- Born: May 3, 1996 (age 30) Honolulu, Hawaii, U.S.
- Occupations: Musician and competitive yo-yo player
- Employer: None

= Evan Nagao =

American competitive yo-yoer (born 1996)

Evan Nagao (born May 3, 1996) is a musician and competitive yo-yo player. He is known for being the 2018 World Yo-Yo Champion and 5 time US National Yoyo Champion (2017, 2018, 2022, 2023 1a division, 2023 2a division).

== Biography ==
Evan Nagao was born in 1996 in Honolulu, Hawaii. He was introduced to yoyoing at a young age by his father, Alan Nagao, who was an entrepreneur and important figure in the yoyo boom of the '90s. He was proficient in 2A yoyoing by the age of three, and was invited to various TV shows as a yoyo prodigy when he was four. However, he soon found yoyoing to be repetitive, and after a couple of years he took a lengthy hiatus to focus on other aspects of his youth.

After his hiatus from yo-yoing, Nagao had the opportunity to try a newer unresponsive yo-yo in a Redondo Beach kite shop in 2009. Nagao was blown away by the improvement in yo-yo technology, and was inspired to return to yo-yoing. He caught up with the tricks of the time, and entered the competitive yo-yo scene. He participated in various yoyo competitions in 2009 and 2010. Dismal results in these competitions discouraged him, and he took another hiatus from the sport.

In 2014, Nagao decided to reenter the competitive yoyo scene. After being disappointed by his result in the 2014 West Coast Yo-Yo Contest, Nagao sought to learn more about the judging system. Over the next few years, he mastered various aspects of the system, allowing him to do better every year. After his performance at the 2015 National Yo-Yo Contest, Nagao was sponsored by Yoyofactory.

In 2017, Nagao won the National Yo-Yo Contest. He won the National Yo-Yo Contest again in 2018, and went on to win the World Yo-Yo Contest that same year.

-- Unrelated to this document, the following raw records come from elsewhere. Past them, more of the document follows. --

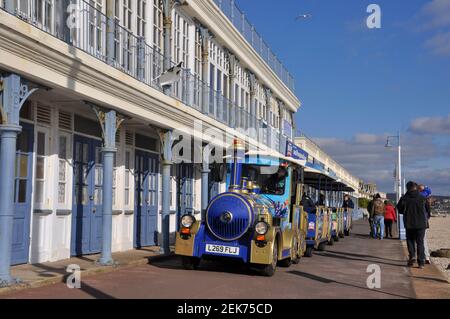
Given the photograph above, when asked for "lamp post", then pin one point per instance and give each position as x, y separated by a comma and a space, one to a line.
401, 228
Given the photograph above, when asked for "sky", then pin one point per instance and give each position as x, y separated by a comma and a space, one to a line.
359, 85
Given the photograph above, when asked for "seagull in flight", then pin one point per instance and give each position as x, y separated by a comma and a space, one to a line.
303, 16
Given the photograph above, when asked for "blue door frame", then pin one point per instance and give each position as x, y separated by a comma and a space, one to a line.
22, 195
87, 196
185, 190
146, 199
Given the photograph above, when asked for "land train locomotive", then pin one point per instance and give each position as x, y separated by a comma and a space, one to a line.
258, 220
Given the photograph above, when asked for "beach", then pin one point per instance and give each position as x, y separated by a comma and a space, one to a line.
439, 237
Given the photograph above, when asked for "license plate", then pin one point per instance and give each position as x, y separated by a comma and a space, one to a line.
219, 249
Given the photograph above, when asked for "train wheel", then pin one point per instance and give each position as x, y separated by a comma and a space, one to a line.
322, 246
269, 270
331, 241
190, 263
309, 251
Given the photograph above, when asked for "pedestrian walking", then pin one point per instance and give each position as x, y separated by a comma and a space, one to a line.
390, 217
414, 208
348, 203
370, 212
378, 217
426, 192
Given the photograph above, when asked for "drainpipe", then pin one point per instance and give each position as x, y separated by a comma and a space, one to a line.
13, 95
10, 6
167, 33
8, 138
232, 109
166, 166
109, 123
110, 31
204, 34
205, 180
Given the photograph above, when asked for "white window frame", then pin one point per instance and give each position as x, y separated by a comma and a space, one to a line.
68, 172
157, 23
46, 162
131, 190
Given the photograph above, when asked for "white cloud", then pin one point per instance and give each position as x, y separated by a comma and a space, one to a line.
366, 157
431, 125
439, 43
435, 17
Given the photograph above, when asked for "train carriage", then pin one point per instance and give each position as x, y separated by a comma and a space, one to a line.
320, 219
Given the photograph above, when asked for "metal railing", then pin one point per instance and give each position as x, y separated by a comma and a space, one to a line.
240, 21
106, 40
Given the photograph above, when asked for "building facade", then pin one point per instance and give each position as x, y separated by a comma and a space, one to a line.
96, 129
327, 163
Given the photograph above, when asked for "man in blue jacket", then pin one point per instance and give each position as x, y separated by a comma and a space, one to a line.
414, 208
425, 191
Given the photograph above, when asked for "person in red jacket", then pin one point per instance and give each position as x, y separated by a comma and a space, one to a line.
390, 216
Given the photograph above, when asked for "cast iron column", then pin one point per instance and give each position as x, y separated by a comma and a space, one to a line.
13, 95
166, 166
109, 123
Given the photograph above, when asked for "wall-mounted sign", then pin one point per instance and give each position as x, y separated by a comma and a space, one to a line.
287, 128
295, 152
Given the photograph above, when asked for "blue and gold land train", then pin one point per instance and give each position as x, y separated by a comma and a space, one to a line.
259, 219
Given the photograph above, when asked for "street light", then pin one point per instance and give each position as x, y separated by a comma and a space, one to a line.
401, 228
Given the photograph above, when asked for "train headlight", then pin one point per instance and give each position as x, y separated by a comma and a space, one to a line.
261, 228
187, 221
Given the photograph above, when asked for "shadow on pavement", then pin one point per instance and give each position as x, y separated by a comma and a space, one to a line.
95, 292
330, 281
333, 255
366, 256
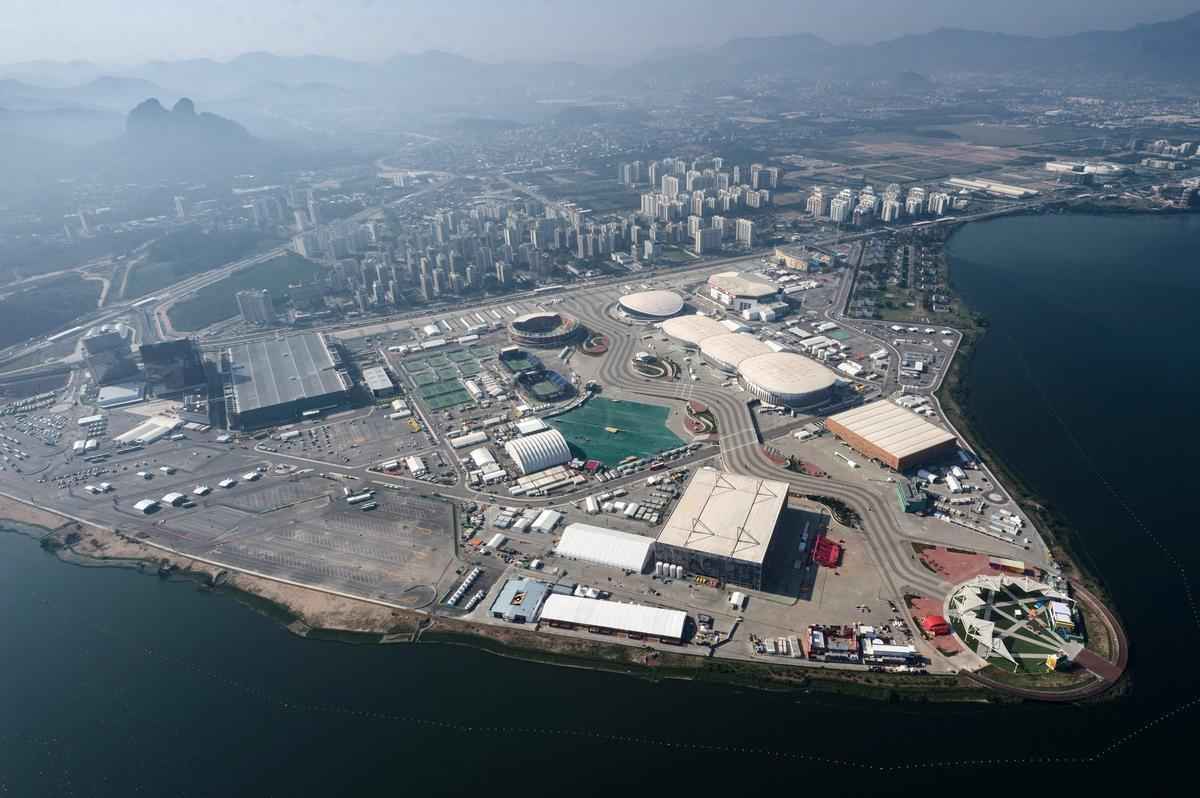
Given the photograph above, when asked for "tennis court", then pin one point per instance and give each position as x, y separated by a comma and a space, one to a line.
444, 394
641, 430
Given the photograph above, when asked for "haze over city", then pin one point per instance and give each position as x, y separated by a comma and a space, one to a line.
600, 397
127, 31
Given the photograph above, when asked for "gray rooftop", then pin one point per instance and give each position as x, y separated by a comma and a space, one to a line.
282, 370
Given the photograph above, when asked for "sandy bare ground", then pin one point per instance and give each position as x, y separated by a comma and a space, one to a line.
312, 609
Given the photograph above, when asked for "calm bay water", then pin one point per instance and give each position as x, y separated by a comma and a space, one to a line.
117, 683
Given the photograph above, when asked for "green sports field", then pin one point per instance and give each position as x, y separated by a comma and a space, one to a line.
642, 430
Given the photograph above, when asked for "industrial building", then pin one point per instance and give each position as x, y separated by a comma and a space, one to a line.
786, 378
173, 366
539, 451
108, 355
275, 381
634, 619
545, 330
723, 527
520, 600
652, 305
690, 330
889, 433
603, 546
378, 382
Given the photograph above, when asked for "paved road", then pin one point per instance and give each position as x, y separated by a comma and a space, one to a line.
742, 453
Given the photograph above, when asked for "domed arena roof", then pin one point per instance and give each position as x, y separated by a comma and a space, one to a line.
732, 348
539, 451
652, 304
786, 373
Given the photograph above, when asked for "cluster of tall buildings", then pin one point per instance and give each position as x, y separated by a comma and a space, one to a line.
702, 193
850, 208
1164, 147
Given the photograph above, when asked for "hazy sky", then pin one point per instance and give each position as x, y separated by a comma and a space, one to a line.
125, 31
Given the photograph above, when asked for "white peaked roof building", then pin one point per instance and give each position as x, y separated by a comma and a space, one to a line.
636, 618
539, 451
604, 546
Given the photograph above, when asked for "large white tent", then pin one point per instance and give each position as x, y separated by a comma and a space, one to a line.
615, 616
605, 546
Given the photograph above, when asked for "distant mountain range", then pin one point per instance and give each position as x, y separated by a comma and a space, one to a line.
1159, 51
73, 113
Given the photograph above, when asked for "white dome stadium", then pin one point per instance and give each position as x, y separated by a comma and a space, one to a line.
652, 304
693, 329
786, 378
730, 349
539, 451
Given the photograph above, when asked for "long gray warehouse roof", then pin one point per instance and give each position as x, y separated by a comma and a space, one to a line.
283, 370
694, 329
892, 427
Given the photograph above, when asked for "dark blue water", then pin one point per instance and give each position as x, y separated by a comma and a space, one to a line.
114, 683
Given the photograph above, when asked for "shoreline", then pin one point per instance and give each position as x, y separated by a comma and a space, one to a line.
323, 615
315, 615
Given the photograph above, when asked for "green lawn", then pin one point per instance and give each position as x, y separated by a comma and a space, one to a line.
185, 253
217, 301
642, 430
46, 306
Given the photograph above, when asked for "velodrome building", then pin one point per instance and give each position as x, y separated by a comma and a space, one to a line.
774, 377
652, 305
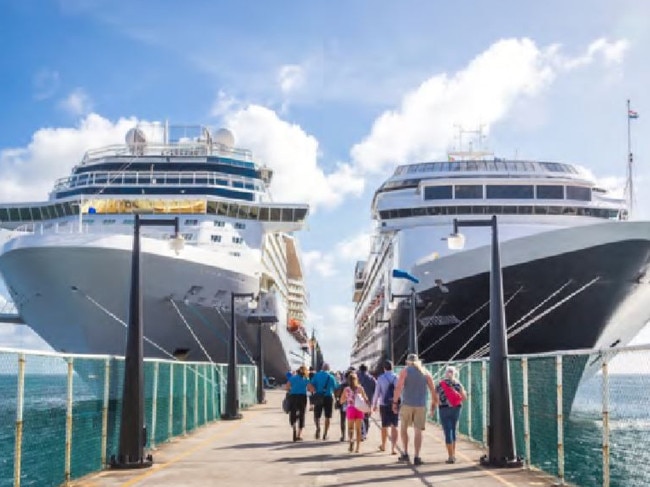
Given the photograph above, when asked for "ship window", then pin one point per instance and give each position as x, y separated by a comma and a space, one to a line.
578, 193
464, 192
36, 213
437, 193
509, 191
547, 192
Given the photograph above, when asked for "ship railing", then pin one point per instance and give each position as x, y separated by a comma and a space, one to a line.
66, 407
180, 149
579, 415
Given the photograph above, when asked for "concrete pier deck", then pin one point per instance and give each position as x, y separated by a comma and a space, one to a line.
258, 450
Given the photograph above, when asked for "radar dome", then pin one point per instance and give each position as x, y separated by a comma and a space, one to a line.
224, 137
135, 138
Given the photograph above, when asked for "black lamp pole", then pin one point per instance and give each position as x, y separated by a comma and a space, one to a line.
132, 425
390, 338
232, 388
501, 441
413, 334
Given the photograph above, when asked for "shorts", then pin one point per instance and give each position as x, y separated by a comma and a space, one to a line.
388, 417
326, 407
353, 413
415, 416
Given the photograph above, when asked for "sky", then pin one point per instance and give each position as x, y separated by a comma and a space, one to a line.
332, 95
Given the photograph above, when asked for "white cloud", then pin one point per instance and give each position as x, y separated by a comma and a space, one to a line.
293, 155
77, 103
45, 83
484, 92
27, 173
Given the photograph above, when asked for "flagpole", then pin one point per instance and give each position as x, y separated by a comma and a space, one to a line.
630, 159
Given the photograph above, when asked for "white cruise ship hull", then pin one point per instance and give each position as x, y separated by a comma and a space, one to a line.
73, 290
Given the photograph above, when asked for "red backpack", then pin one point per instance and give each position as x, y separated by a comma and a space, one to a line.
454, 397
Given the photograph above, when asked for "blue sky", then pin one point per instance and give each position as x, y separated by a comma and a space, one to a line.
331, 94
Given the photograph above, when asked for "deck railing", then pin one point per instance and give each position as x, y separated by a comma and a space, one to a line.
582, 416
60, 413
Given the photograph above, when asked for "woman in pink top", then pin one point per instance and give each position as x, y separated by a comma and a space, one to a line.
352, 414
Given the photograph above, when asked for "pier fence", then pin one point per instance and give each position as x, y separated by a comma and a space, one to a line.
60, 413
582, 416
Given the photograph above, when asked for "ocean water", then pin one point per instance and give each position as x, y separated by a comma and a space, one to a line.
44, 432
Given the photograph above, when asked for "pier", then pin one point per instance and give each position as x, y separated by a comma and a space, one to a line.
258, 450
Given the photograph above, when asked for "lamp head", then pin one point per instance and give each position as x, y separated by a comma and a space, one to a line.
456, 241
177, 244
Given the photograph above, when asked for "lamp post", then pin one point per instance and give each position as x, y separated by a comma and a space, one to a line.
501, 440
232, 387
390, 338
413, 336
132, 424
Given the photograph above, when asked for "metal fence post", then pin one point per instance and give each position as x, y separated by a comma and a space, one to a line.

In 2019, Nagao appeared in the Netflix documentary "We Are the Champions ep. 4" where he announced his retirement from the competitive yoyo scene to pursue a career in music.

After the COVID-19 pandemic subsided enough for yoyo competitions to be held, Nagao returned to the competitive scene again and won the 2022, and 2023 National Yoyo Contests.

== Competitive career ==

Evan Nagao's Competitive Career Rankings at Various Yo-Yo Contests
|  | 2010 | 2014 | 2015 | 2016 | 2017 | 2018 | 2019 | 2022 | 2023 |
|---|---|---|---|---|---|---|---|---|---|
| World Yo-Yo Contest |  |  |  | 14 | 6 | 1 | 2 |  | 3 |
| National Yo-Yo Contest |  | 6 | 5 | 4 | 1 | 1 |  | 1 | 1 |
| PNWR |  |  |  | 1 | 4 | 4 |  |  |  |
| EYYC Open |  |  |  |  | 1 |  |  |  |  |
| West Coast | N/A | 5 |  |  |  |  |  |  |  |
| California State Yo-Yo Contest | 10 |  |  | 4 |  |  |  |  |  |
| Southwest Regional Yo-Yo Contest | 6 |  |  |  |  |  |  |  |  |
| United Yo-Yo Contest |  |  |  |  |  |  |  |  | 1 |

== Musical works ==
Evan debuted with his first single "Waves" in June 2019. He used his second single, "The Last Stand," as the music for his routine at the 2019 World Yo-Yo Contest, which was released shortly after. In June 2020 Nagao released his third single, "Me entiendes".

In November 2020, Nagao released his debut album titled Love, which included 10 new songs.